The other day, I was indulging in one of my absolute favorite workday activities: skyping with another paleobotanist. Being a professor in a small to medium department can make you feel scientifically isolated sometimes. They hired you because no one could teach that discipline, and therefore while your co-workers may be lovely people, you can’t talk to them about new and exciting developments in your field. So, Dr. Regan Dunn and I were happily filling each other in on the progress of our various research projects. I happened to mention that one of my Master’s students would be doing his fieldwork in Oregon this summer. After going over exactly where (middle of nowhere) and what formation (hasn’t been formally named), Regan said, “Yeah, I’ve collected some leaf fossils there. I’ll send you pictures and also my field notes.”
My reaction: Duh! Of course Regan’s been there. I’m pretty sure there is no place in the northwestern US that she hasn’t done paleobotanical fieldwork. Now, let me pick her brain for as many more good field sites as possible before she hangs up on me!
Regan has already had a diverse career in paleobotany. In between her academic degrees, she worked for the Denver Museum of Nature and Science and was the paleobotanist at John Day Fossil Beds National Monument. She’s studied fossil pollen, leaves, bug bites on leaves, and most recently phytoliths (this is a test – did you learn what that means in a previous blog?). Regan’s PhD work is a critical component of a larger collaborative study investigating how climate change and extinction events affected vegetation structure in Patagonia between 40 and 18 million years ago. Patagonia has an excellent vertebrate fossil record, and better interpretations of vegetation change would also allow paleontologists to look for coevolution between plants and animals.
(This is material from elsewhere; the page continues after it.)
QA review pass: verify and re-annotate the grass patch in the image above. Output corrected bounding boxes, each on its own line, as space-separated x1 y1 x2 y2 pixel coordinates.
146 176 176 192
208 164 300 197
However, before the fossil record can be interpreted, modern analogs are needed. This took Regan to Costa Rica, where she could sample from all sorts of ecosystems (tropical rainforest, dry tropical forest, grassland, swamp) without having to travel very far. At each of over 200 sample sites, Regan set up a tripod and used a fisheye lens to get a hemispherical photograph of the forest above her. She then collected a soil sample directly below the tripod. Back in the lab, Regan isolated the phytoliths (those teeny-tiny, glassy microfossils that record the plant cell shape) using a series of chemical baths and measured how much the edges undulate. Studies of several living plants have shown that leaves exposed to full sunlight conditions have cell walls with less undulation (waviness) than leaves that develop in shady conditions. Regan’s goal was to find a correlation between amount of phytolith undulation and tree cover as quantified from her photographs. We’re all anxiously awaiting the publication of Regan’s results, and hoping we can apply it to our own fossil sites!